Dan Bullen, Mechanical Engineering, (515) 294-6000
Skip Derra, News Service, (515) 294-4917


AMES, Iowa -- President Bill Clinton reappointed Iowa State professor Daniel Bullen to the U.S. Nuclear Waste Technical Review Board (NWTRB). Bullen is an ISU associate professor of mechanical engineering.

The board oversees the technical efforts of the U.S. Department of Energy (DOE) on the safe shipment, storage and disposal of high-level radioactive wastes. A primary concern of the board is DOE work on determining a site for the disposal of high-level radioactive wastes.

Bullen was first appointed to the NWTRB in 1997. His reappointment is for four years.

"I'm very happy to continue my work with the board," Bullen said. "Our task is very challenging and that makes it inherently interesting from an engineering point of view."

The Nuclear Waste Technical Review Board was created by Congress in 1987 as an independent agency responsible for evaluating the scientific and technical validity of DOE activities in the high-level radioactive waste management program.

Bullen is one of three members to be reappointed by President Clinton. The other two are Debra Knopman, director of the Center for Innovation and the Environment of the Progressive Policy Institute, Washington, D.C.; and Priscilla Nelson, director of the Division of Civil and Mechanical Systems for the Directorate for Engineering at the National Science Foundation.

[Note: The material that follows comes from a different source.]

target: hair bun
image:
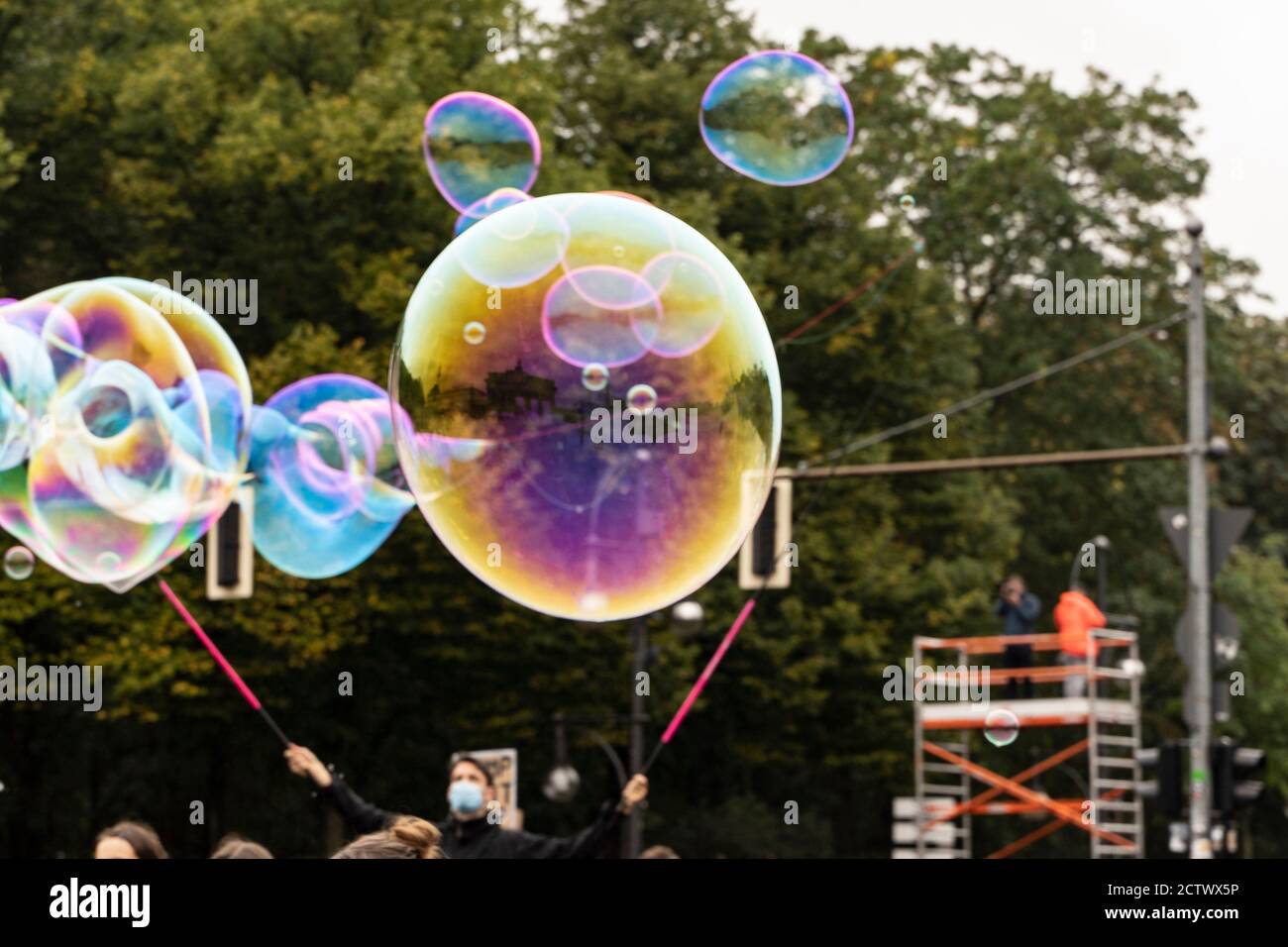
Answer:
[389,815,443,858]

The Board consists of 11 members who are nominated by the National Academy of Sciences for appointment by the president. Members are selected on the basis of their distinguished service and serve four year terms.

Bullen's expertise is in the area of performance assessments of engineered barrier systems. These systems will ultimately shield the high-level radioactivity emitted by the wastes and are a crucial element in the overall nuclear waste repository.

The board's primary job is to provide guidance and technical insight to the DOE as it works out details for a long-term repository for high-level nuclear waste from commercial reactors and from the production of nuclear weapons. A Yucca Mountain, Nev., site is currently being characterized as a potential site for the permanent disposal of high-level radioactive wastes.

Bullen joined the ISU faculty in 1992 as an associate professor of nuclear engineering. From 1993-1996, he served as nuclear engineering program coordinator. He also serves as the director of the Nuclear Reactor Laboratory at ISU.

Prior joining the ISU faculty, Bullen held faculty appointments at Georgia Institute of Technology (1990-92), Atlanta, and North Carolina State University (1989-90), Raleigh. He has worked in industry and at the Lawrence Livermore National Laboratory, Livermore, Calif.